If one does need medical care in a hospital setting (as I did), with the still-pending status of COBRA, one gets the additional stressors of daily visits from hospital case managers informing them of lack of coverage, and several calls afterward from the hospital in its effort to recoup payment. Hospitals are hardly at fault for this, and have a vested interest in both patient care and reimbursement with which the slowness of this process interferes.
Absent insurance coverage being renewed (they will tell you that it is backdated to the first day of the month for which payment was provided, and that is true, but there are important caveats), one cannot obtain coverage for prescription medications, as insurance benefits must be verified by the pharmacy before they are applied to one's payment for medication. While some medications may be cheap out of pocket, others most definitely are not, and regardless the patient population for which COBRA is designed is those who are unemployed/between jobs, and thus presumably do not have the disposable income to spend on excess medication costs. And needless to say, any out-of-network claims are not processed by the insurance provider because one is no longer appearing, from their perspective, to be covered.
The number of calls to COBRA that can be required to sort out the details of one's case are astounding. They do not reach out to one with any speed, so it is largely the burden of the patient to follow up and ensure that information is being processed. In one instance, they neglected to process the form altogether. In another instance, they neglected to mention that the patient date of birth was missing, and that missing information precluded sending any information to the insurance provider (an information omission of which I was never informed until calling at my own initiation to follow-up). The birthdate and any other information changes cannot be made over the phone as with any other carrier with whom one might need only answer a few questions for security reasons. Rather, one must go online for forms, they must be filled out, printed, and mailed or faxed. All told, it required two case reference numbers, four customer service representatives, five weeks, and two mailed letters to guarantee insurance coverage for the month of July, meaning that it will be confirmed after the benefits lapsed, meaning that the prescription drug benefits were effectively nonexistent (at a time when many people struggle to afford needed medications, a non-adherence problem that produces a number of medical problems of its own for many Americans).
Programs such as this are meant to protect those who are vulnerable -- those who are poor, who have lost their jobs, and who need healthcare. These are likely not the people who will navigate well a labyrinthian system with several letters, case managers, micromanaging the information transmission among patient, employer, COBRA, insurance providers, and physicians.

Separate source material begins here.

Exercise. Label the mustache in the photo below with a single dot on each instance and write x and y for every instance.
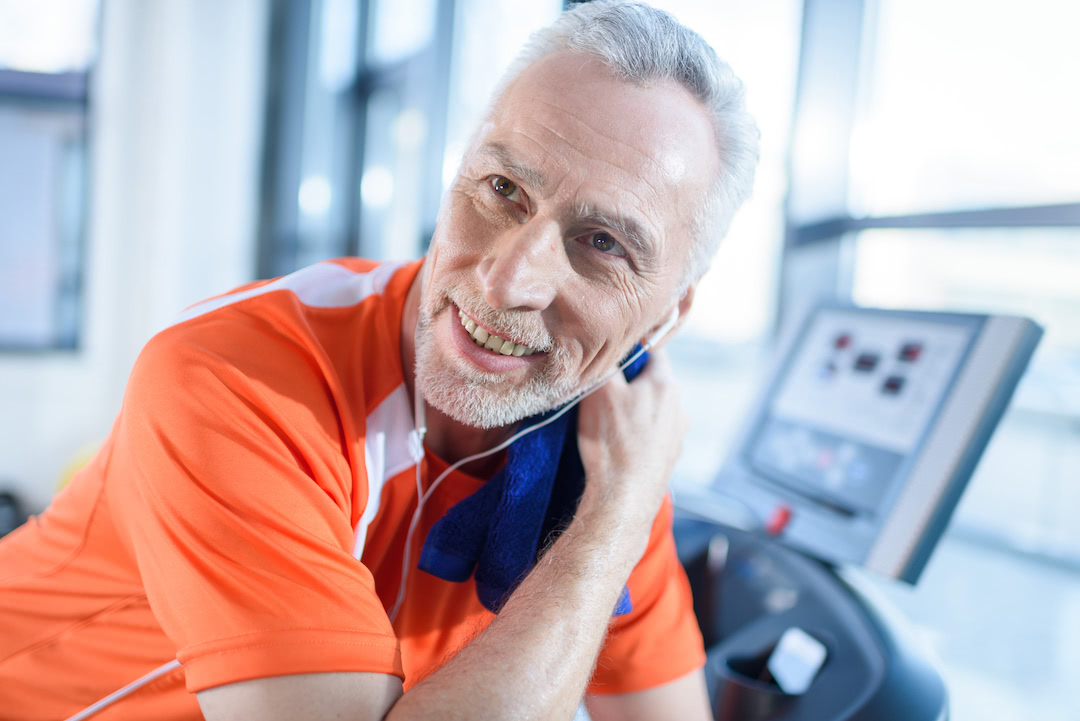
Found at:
(524, 327)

There are many problems in the United States that are incredibly difficult to solve. Much of our added healthcare costs from which we do not reap the benefits can be attributed to costly procedures (much more costly than in many other countries) and costly medications. Too many people are underinsured, facing high deductibles and other out-of-pocket costs. We have marked income inequality and wage gaps education gaps and health inequality. These are problems that have taken years to address and will take many years still. Addressing this bureaucratic red tape should not.